Shari: I understand you write mysteries for adult readers. How long have you been writing? When did you start writing for children and why the change?

Hill: Why the change is a really good question. My first published novel, Capitol Offense, is set in the insider’s world of the Texas Legislature where I served as a State Representative. My granddaughter, Siena, an avid reader wanted to read Capitol Offense, but her mom judged the book “too true to the legislature” for a nine-year-old to read. So Siena said I should write something she could read She and I framed characters around a conflict she saw in her 4th grade class and Lucky Penny was born. Siena helped with the book so is my co-author. I started writing very late in life. After my career as a chemical engineer, industry executive and consultant I penned my first book (yet unpublished) at age 55. Now I can’t seem to get enough of writing.

Shari: Tell us about your children’s book, Lucky Penny. What is your book about? What age is it for? Who is your publisher?

Hill: Lucky Penny is a book about a neglected, but important part of our life together: friends and friendship. Penny Mason’s two best friends at school had a conflict the prior year, before they met Penny. Penny goes on a mission to get them past that so all three can be buddies. It involves a bike race and eventually a contest to design a new park. At several points Penny is about ready to give up, but keeps at it. The book can be read by third-graders up and my librarian says the lessons about friendship are for all ages – even us big kids.

Shari: Is your venture into children’s writing just a one shot deal? Do you plan to write more books for children? Are mysteries for adults your real writing passion? Which genre is most difficult for you to write?

Hill: My adult mysteries are populated by composites of very real politicians and have been labeled “..dangerously close to reality” by Texas insiders. Lucky Penny is my first work in children’s reading and I struggled at first because I wanted my characters be very real. My granddaughter, Siena, helped me build the characters and keep the dialog right for fourth graders. As with Capitol Offense, I thought Lucky Penny was a one shot deal. But my publisher will receive the finished manuscript of A Lone Star Special, the Capitol Offense sequel, in about a month. For Penny, the three characters are perfect to bring out another important part of the lives of children. I have some special insider perspective there too, so I am framing a sequel for Lucky Penny.
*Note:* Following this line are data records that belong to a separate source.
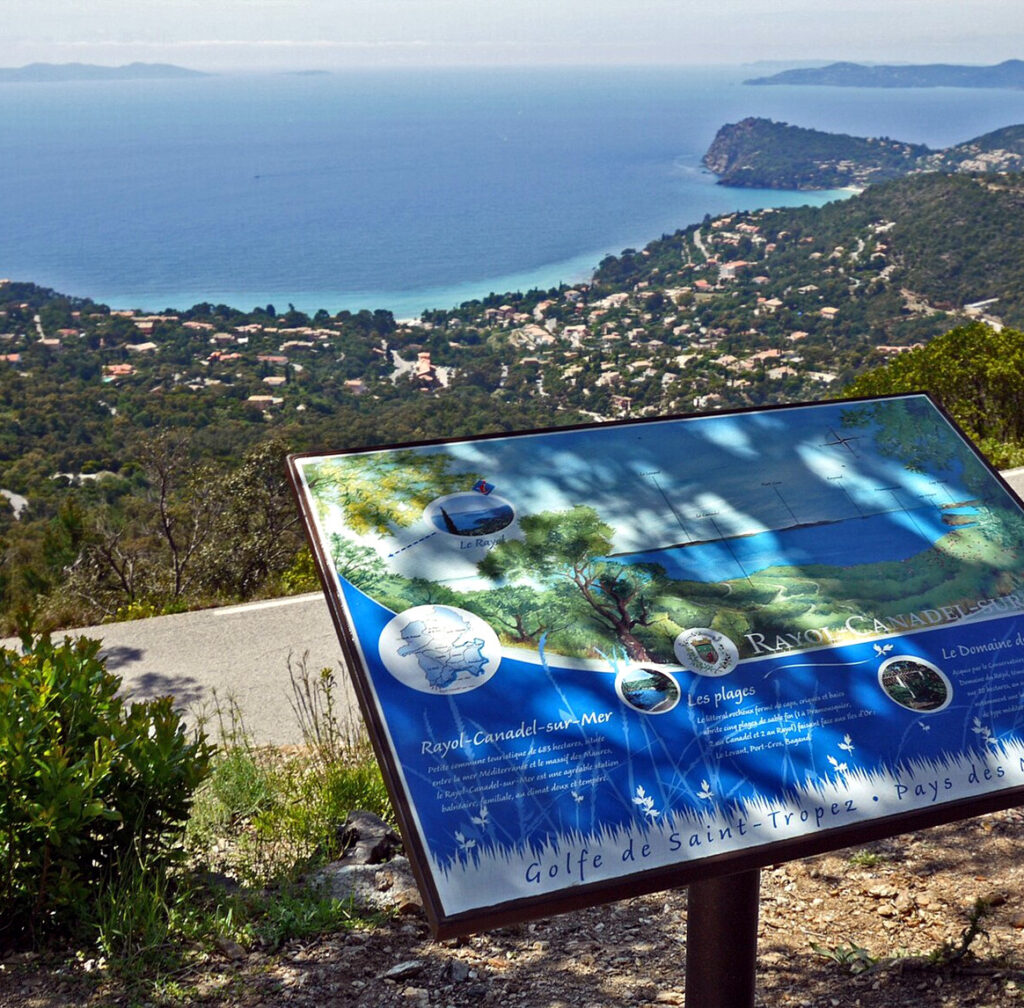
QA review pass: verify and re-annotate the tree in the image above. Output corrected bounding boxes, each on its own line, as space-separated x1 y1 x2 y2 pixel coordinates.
479 505 660 662
845 322 1024 467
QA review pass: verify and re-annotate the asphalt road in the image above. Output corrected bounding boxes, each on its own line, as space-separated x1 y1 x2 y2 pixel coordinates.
3 592 359 745
3 468 1024 745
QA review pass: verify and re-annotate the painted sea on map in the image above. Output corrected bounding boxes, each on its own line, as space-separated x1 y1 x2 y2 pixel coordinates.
292 395 1024 938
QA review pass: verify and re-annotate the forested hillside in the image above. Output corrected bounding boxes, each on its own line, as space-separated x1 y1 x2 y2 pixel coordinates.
6 174 1024 631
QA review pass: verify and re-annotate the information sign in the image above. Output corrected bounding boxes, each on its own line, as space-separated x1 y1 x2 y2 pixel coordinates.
290 394 1024 934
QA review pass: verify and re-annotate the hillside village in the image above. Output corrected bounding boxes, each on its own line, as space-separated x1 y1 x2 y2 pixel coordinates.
0 177 1001 452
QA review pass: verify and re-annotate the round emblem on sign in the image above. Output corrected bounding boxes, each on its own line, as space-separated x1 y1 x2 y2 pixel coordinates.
675 627 739 677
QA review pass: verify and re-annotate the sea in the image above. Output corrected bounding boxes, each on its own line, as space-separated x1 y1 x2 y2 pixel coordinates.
0 67 1024 318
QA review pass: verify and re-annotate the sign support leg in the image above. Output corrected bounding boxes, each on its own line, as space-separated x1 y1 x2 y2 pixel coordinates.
686 870 761 1008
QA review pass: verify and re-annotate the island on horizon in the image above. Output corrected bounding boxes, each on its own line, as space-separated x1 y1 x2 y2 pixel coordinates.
743 59 1024 89
0 62 212 83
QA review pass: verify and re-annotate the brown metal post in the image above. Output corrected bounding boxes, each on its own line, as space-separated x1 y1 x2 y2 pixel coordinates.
686 870 761 1008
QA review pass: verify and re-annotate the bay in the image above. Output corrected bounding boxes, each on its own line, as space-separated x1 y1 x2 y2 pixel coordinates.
0 68 1024 317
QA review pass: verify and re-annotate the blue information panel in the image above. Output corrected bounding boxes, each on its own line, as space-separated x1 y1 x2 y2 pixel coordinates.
291 394 1024 933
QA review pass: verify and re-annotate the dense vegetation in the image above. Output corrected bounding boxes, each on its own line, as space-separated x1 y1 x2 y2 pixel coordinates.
6 173 1024 632
703 118 931 190
703 118 1024 190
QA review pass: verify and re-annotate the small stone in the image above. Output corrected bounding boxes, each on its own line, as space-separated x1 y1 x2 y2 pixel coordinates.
214 938 246 963
380 959 427 980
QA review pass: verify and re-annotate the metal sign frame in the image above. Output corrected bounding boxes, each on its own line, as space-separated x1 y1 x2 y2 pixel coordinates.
289 393 1024 936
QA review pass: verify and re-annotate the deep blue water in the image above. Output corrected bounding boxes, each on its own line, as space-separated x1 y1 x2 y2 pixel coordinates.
0 68 1024 314
615 508 953 581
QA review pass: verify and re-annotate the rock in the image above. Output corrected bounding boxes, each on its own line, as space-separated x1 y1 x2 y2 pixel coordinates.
338 810 401 865
378 959 427 980
214 938 246 963
310 857 422 912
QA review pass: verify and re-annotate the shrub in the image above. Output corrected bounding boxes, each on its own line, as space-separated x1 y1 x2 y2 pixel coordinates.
0 637 212 948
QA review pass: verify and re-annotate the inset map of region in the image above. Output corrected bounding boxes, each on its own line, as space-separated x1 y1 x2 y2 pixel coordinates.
380 605 501 694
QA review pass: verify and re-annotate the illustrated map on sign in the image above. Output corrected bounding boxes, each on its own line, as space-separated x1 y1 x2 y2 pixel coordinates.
293 395 1024 938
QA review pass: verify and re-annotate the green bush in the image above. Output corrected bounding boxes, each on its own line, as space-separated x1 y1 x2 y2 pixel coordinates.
0 637 212 949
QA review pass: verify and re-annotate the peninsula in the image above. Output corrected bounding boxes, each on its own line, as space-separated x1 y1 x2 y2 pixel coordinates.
702 118 1024 190
743 59 1024 89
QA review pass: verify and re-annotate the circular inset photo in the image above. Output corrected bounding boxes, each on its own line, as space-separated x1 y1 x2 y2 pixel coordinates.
423 491 515 539
879 655 953 714
615 668 681 714
377 605 502 695
674 627 739 678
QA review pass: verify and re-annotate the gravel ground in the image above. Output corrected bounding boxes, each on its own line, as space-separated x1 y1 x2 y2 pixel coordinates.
0 810 1024 1008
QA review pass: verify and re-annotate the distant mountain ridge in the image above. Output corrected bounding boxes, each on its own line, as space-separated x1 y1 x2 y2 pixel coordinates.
702 117 1024 190
743 59 1024 88
0 62 210 82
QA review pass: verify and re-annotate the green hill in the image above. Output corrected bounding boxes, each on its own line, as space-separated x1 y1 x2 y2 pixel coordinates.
703 118 1024 190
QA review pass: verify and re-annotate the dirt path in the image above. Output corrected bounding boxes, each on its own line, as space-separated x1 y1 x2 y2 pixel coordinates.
0 810 1024 1008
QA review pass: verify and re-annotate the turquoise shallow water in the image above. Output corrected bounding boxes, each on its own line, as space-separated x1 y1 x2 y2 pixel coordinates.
0 69 1024 316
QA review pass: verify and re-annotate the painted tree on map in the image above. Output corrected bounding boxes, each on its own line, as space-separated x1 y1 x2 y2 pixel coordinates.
478 506 663 661
307 451 481 536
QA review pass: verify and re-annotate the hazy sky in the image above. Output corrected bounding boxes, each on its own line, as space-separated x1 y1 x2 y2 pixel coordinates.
6 0 1024 70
Shari: How are you promoting Lucky Penny? Do your tactics differ from your promotion of your other books?

Hill: I will soon appear in my third local paper presenting a copy of Lucky Penny to the library. I also feature Penny along with my other work in book signings. I sent out a Valentine’s Day promotion with a national press release. I promote the book as one to be read to first graders, given to third graders up and made a ‘must read’ for young teens forming important friendships for their days.

Shari: Where can we buy your book? Would you like to give us your web address?

Hill: The book is in national distribution but the best place to get is at my wonderful publisher, Guardian Angel Publishing. It is available in print and all the popular electronic media at: http://www.guardianangelpublishing.com/lucky-penny.htm

Shari: What advice would you give to a beginning children’s writer?

Hill: As with any genre; read, read and read as much as you can in the children’s books for the age you write. Lucky Penny is a “tweener” book for those ready to move up from picture books but not quite ready for full novels. We writers need to apply our creativity to develop new, interesting book forms to avoid a generation of people growing up having only electronic screens for their intellectual development.

Shari: In closing, what would we be surprised to learn about you?

Hill: I was just issued a US Patent on a process to produce fresh water from the ocean at about 10% of the cost of current methods – all with solar and wind energy. I expect to put in the first commercial unit for a water needy village in Ghana.

Shari: That is fascinating. Thank you, Hill, for sharing your writing and promoting tips with all of us.